Question

Aqueous HCl reacts with \( MnO_2(s) \) to form \( MnCl_2(aq) \), \( Cl_2(g) \) and \( H_2O(l) \). What is the weight (in g) of \( Cl_2 \) liberated when 8.7 g of \( MnO_2(s) \) is reacted with excess aqueous HCl solution ?
(Given Molar mass in g mol\(^{-1}\) : Mn = 55, Cl = 35.5, O = 16, H = 1)

• A. 21.3
• B. 71
• C. 14.2
• D. 7.1

Hint:

In many inorganic reactions, a 1:1 molar ratio exists between the oxidizing agent (like \( MnO_2 \)) and the simple diatomic product (like \( Cl_2 \)).

Answer 1

The Correct Option is D

Step 1: Understanding the Concept:
The reaction between manganese dioxide and hydrochloric acid is a redox reaction. We use the balanced equation to determine the molar ratio between the reactant and the product.

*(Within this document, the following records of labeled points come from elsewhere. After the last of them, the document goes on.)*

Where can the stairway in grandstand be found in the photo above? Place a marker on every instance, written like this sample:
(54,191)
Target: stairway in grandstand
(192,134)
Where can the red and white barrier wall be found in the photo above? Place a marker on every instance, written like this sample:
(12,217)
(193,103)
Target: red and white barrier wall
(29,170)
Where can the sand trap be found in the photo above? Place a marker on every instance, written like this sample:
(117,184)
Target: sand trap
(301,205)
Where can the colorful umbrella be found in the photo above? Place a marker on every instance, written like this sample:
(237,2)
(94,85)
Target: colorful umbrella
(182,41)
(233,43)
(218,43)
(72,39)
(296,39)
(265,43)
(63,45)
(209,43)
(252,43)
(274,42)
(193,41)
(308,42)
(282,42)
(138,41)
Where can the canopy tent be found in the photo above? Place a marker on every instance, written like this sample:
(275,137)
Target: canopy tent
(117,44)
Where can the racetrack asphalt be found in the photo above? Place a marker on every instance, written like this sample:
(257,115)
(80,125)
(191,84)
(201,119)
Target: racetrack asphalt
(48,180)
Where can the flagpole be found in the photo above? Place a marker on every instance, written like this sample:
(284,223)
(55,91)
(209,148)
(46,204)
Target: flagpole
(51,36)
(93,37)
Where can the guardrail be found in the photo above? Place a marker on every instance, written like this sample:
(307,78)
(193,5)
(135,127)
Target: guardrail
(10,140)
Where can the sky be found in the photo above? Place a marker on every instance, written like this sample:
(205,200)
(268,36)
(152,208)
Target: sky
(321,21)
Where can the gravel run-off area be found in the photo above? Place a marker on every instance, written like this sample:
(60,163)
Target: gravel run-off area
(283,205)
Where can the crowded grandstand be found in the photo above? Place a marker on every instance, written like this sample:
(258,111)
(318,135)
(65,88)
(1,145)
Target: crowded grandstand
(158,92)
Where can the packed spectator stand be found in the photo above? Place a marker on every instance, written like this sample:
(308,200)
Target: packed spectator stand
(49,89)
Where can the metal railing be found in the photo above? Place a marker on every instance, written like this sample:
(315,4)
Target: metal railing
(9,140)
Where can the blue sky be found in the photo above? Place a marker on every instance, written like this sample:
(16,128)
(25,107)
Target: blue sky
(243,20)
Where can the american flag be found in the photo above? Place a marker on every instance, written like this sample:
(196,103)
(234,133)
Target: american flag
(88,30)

Step 2: Key Formula or Approach:
Balanced Equation: \( MnO_2 + 4HCl \rightarrow MnCl_2 + Cl_2 + 2H_2O \)
Moles \( = \frac{\text{Mass}}{\text{Molar Mass}} \)

Step 3: Detailed Explanation:
Molar mass of \( MnO_2 = 55 + 2 \times 16 = 87 \text{ g/mol} \).
Molar mass of \( Cl_2 = 2 \times 35.5 = 71 \text{ g/mol} \).
Number of moles of \( MnO_2 = \frac{8.7 \text{ g}}{87 \text{ g/mol}} = 0.1 \text{ mol} \).
From the balanced equation, 1 mole of \( MnO_2 \) yields 1 mole of \( Cl_2 \).
So, 0.1 mole of \( MnO_2 \) yields 0.1 mole of \( Cl_2 \).
Weight of \( Cl_2 = \text{moles} \times \text{molar mass} = 0.1 \text{ mol} \times 71 \text{ g/mol} = 7.1 \text{ g} \).

Step 4: Final Answer:
The weight of chlorine liberated is 7.1 g.